Bridging Finance - a vital tool for property investors by Tomer Aboody

Friday, 4 November 2016

The property world moves fast - particularly when it comes to investment properties - and fast funding is increasingly crucial when pitted against an ever-slowing mortgage environment.

From clinching a fantastic deal, to buying at auction within a 28-day timeframe, the need for quick access to finance is clear, and bridging loans have always been there for property investors to fill a liquidity gap.

Furthermore, investors often target properties that a mainstream mortgage lender would not look too kindly upon. Properties deemed uninhabitable by a high street lender - perhaps because they don’t have a kitchen or a bathroom in their current state - are hugely attractive to investors. Often on the market for rock-bottom prices, they allow buyers to purchase a bargain, bring it up to a decent standard and then let it out at market value, achieving a strong rental yield.

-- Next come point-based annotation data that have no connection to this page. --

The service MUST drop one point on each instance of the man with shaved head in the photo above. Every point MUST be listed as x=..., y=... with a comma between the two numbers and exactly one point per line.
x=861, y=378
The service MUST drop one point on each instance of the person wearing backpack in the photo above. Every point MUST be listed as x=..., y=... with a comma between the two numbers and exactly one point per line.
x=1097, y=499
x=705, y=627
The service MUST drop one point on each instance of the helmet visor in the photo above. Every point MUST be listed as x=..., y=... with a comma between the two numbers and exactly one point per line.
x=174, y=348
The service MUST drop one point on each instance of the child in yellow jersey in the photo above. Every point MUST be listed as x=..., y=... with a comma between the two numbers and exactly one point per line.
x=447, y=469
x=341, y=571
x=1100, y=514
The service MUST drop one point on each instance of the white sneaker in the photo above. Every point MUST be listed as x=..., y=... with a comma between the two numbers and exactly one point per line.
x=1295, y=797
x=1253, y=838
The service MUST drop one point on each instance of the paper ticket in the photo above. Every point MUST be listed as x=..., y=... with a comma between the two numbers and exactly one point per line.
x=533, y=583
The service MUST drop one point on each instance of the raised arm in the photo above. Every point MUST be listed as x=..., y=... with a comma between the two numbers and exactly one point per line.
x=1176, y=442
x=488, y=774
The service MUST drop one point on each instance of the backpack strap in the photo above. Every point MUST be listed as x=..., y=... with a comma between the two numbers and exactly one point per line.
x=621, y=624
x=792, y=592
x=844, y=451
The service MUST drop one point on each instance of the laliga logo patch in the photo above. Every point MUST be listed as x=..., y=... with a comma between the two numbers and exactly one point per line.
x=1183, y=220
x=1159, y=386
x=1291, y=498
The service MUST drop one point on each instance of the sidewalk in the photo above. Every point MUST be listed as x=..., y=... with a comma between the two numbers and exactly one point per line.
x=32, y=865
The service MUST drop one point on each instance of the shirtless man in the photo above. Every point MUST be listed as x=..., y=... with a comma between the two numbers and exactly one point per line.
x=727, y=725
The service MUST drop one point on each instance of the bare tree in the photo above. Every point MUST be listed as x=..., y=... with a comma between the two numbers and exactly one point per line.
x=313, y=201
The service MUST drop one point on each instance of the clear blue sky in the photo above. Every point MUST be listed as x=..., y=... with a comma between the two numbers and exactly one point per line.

When a mortgage lender turns a buyer away because a property is not up to scratch, bridging lenders are on hand to provide the cash needed to complete the purchase. The buyer can then conduct the necessary works and refinance the bridging loan with a mortgage from a mainstream buy-to-let lender.

But while short-term finance has always been useful to investors, it is likely to become even more important going forward, thanks to a series of changes being introduced surrounding the way buy-to-let mortgages are underwritten.

It is news to no one that the buy-to-let sector has been in the Government’s sights in recent years. From the proposed cuts to landlord tax relief (set to come into play in April 2017) to leaving landlords out of cuts to Capital Gains Tax and, of course, hiking Stamp Duty on second homes and buy-to-lets, the market is under increasing pressure.

Last month, in a further blow to the sector, the Prudential Regulation Authority (PRA) announced tighter controls for buy-to-let lending. The new rules will see lenders impose tougher stress testing for investors and stricter affordability checks.

Undoubtedly there will be landlords who don’t meet the new criteria and as a result are unable to buy, while for those that do, the process will be much more time consuming.

Bridging finance is fast, flexible and reliable, and with rates more competitive than ever, demand is expected to soar. Expect big things from bridging in 2017.

Tomer Aboody is a founding director of MTF. With over 20 years’ experience in the property market, both in the UK and abroad, he brings first-hand understanding to the property finance sector. Tomer is the driving force behind MTF’s asset-based lending approach and commonsense attitude to underwriting a bridging loan.